Anapliotou M L, Kastanias I T, Psara P, Evangelou E A, Liparaki M, Dimitriou P
Department of Pathophysiology, Medical School, University of Athens, Greece.
Clin Endocrinol (Oxf). 1995 Mar;42(3):279-87. doi: 10.1111/j.1365-2265.1995.tb01876.x.
The osteoporosis seen in thalassaemia major is of multifactorial origin. The aim of the study was to evaluate the contribution of hypogonadism to the development of this osteoporosis and to assess the efficacy of new sex hormone replacement therapy regimens.
Sixty-seven patients were studied: 12 were hypogonadal, 32 had been on previous hormone replacement therapy (conjugated oestrogens plus medroxyprogesterone for females, depot testosterone esters for males); 10 had received continuous courses of treatment and 22 3-monthly on/off courses, and 22 were eugonadal without previous replacement therapy. Twenty-seven of the above patients were evaluated prospectively at 16 and 32 months during different therapeutic approaches (12 without treatment, 7 on continuous replacement and 8 on/off schemes followed by continuous therapy during the second observation period). The continuous schemes comprised either transdermal oestradiol (100 micrograms) plus medroxyprogesterone for females or hCG to produce serum testosterone concentrations within normal range, for males.
Bone mineral density (BMD) and bone mineral content (BMC) of lumbar spine and distal end of radius were measured by dual-energy X-ray absorptiometry.
Spinal BMD was found to be more than 30% lower than that of controls matched for sex and age with no difference between sexes. Radial BMD was less impaired and showed significantly (P < 0.01) higher levels in males (decrease of 5.8% +/- 2.3, mean +/- SD) than in females (-14.5 +/- 3.4%, mean +/- SD). In the retrospective evaluation it was found that the hypogonadal group had the lowest (P < 0.0001) BMD levels (0.62 +/- 0.01, mean +/- SE) and the highest were observed on the continuous replacement group (0.83 +/- 0.04), whereas the values of the other groups were similar. In a multiple regression analysis model it was found that only sex steroid levels were related to the BMD measurements (for oestradiol t = 2.6, P = 0.01 and for testosterone t = 6.5, P = 0.0001), whereas parameters related to haemolytic anaemia and desferrioxamine treatment were not. In the prospective study the continuous replacement group increased BMD and BMC values more than the on/off treatment courses (P = 0.01).

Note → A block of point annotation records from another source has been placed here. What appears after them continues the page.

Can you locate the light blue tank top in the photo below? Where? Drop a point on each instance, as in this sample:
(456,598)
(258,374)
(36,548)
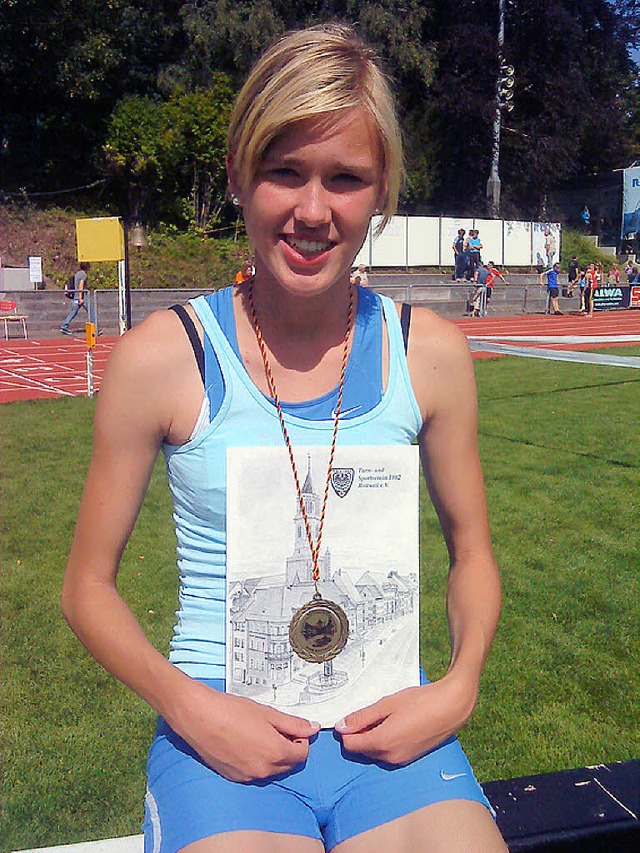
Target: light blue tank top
(362,381)
(197,480)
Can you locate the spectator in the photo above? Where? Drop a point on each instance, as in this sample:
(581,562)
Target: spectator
(553,290)
(550,245)
(592,285)
(81,298)
(572,275)
(479,297)
(614,275)
(582,283)
(474,246)
(459,256)
(361,275)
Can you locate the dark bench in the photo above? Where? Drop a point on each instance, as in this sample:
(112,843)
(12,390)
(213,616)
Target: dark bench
(590,810)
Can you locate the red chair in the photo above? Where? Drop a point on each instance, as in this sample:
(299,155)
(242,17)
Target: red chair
(9,314)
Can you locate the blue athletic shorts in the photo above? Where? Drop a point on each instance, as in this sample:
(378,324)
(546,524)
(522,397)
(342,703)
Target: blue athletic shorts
(332,797)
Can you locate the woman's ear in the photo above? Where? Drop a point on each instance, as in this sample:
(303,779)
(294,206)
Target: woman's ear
(381,201)
(233,183)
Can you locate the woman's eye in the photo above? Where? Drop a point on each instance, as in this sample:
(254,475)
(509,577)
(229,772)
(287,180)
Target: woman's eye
(282,173)
(347,179)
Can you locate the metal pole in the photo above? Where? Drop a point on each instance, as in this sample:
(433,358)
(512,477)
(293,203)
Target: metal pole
(89,373)
(494,184)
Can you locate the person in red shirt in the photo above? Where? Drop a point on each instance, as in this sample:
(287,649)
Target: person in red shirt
(592,283)
(493,274)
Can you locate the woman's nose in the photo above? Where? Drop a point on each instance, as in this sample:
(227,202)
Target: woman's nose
(312,205)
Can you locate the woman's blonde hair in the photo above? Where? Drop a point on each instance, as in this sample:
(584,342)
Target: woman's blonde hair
(308,74)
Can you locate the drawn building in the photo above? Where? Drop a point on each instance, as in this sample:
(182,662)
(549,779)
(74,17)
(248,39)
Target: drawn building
(261,608)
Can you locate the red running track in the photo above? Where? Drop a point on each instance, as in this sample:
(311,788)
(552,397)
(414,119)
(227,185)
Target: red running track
(57,367)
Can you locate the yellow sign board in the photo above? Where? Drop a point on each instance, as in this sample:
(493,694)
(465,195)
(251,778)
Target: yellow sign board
(100,239)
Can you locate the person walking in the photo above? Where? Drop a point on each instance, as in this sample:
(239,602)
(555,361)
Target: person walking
(459,256)
(81,298)
(296,357)
(572,275)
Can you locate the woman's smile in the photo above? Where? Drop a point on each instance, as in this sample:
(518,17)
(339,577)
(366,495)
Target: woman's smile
(308,210)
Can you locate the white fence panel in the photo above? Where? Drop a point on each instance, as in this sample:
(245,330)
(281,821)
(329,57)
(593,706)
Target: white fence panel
(449,228)
(517,244)
(389,249)
(423,245)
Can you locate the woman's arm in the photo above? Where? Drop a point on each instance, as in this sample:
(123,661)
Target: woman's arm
(402,727)
(151,390)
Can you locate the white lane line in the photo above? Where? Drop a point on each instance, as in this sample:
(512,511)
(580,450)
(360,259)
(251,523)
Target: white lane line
(557,355)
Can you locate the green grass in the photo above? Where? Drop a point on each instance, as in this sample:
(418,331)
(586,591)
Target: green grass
(559,449)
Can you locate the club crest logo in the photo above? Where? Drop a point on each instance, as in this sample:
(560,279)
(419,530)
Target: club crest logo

Hypogonadism seems to play an important role in the development of osteopenia-osteoporosis in thalassaemia major; continuous hormone replacement therapy with transdermal oestrogen for females or hCG for responding males best improves the bone density parameters.
重型地中海贫血患者的骨质疏松是多因素导致的。本研究旨在评估性腺功能减退对该骨质疏松症发生发展的影响,并评估新型性激素替代治疗方案的疗效。
对67例患者进行了研究:12例性腺功能减退,32例曾接受过激素替代治疗(女性使用结合雌激素加甲羟孕酮,男性使用长效睾酮酯);10例接受连续疗程治疗,22例接受每3个月一次的间断治疗,22例性腺功能正常且未接受过替代治疗。上述患者中有27例在不同治疗方法实施的16个月和32个月时进行了前瞻性评估(12例未治疗,7例接受连续替代治疗,8例采用间断治疗方案,随后在第二个观察期接受连续治疗)。连续治疗方案包括女性使用经皮雌二醇(100微克)加甲羟孕酮,或男性使用人绒毛膜促性腺激素以使血清睾酮浓度维持在正常范围内。
采用双能X线吸收法测量腰椎和桡骨远端的骨密度(BMD)和骨矿物质含量(BMC)。
发现脊柱BMD比年龄和性别匹配的对照组低30%以上,且男女之间无差异。桡骨BMD受损较轻,男性(下降5.8%±2.3%,均值±标准差)的水平显著高于女性(-14.5%±3.4%,均值±标准差)(P<0.01)。回顾性评估发现,性腺功能减退组的BMD水平最低(P<0.0001)(0.62±0.01,均值±标准误),连续替代治疗组最高(0.83±0.04),而其他组的值相似。在多元回归分析模型中发现,只有性类固醇水平与BMD测量值相关(雌二醇t=2.6,P=0.01;睾酮t=6.5,P=0.0001),而与溶血性贫血和去铁胺治疗相关的参数则无关。在前瞻性研究中,连续替代治疗组的BMD和BMC值增加幅度大于间断治疗组(P=0.01)。
性腺功能减退似乎在重型地中海贫血患者骨质减少-骨质疏松的发生发展中起重要作用;女性使用经皮雌激素或男性使用人绒毛膜促性腺激素进行连续激素替代治疗能最好地改善骨密度参数。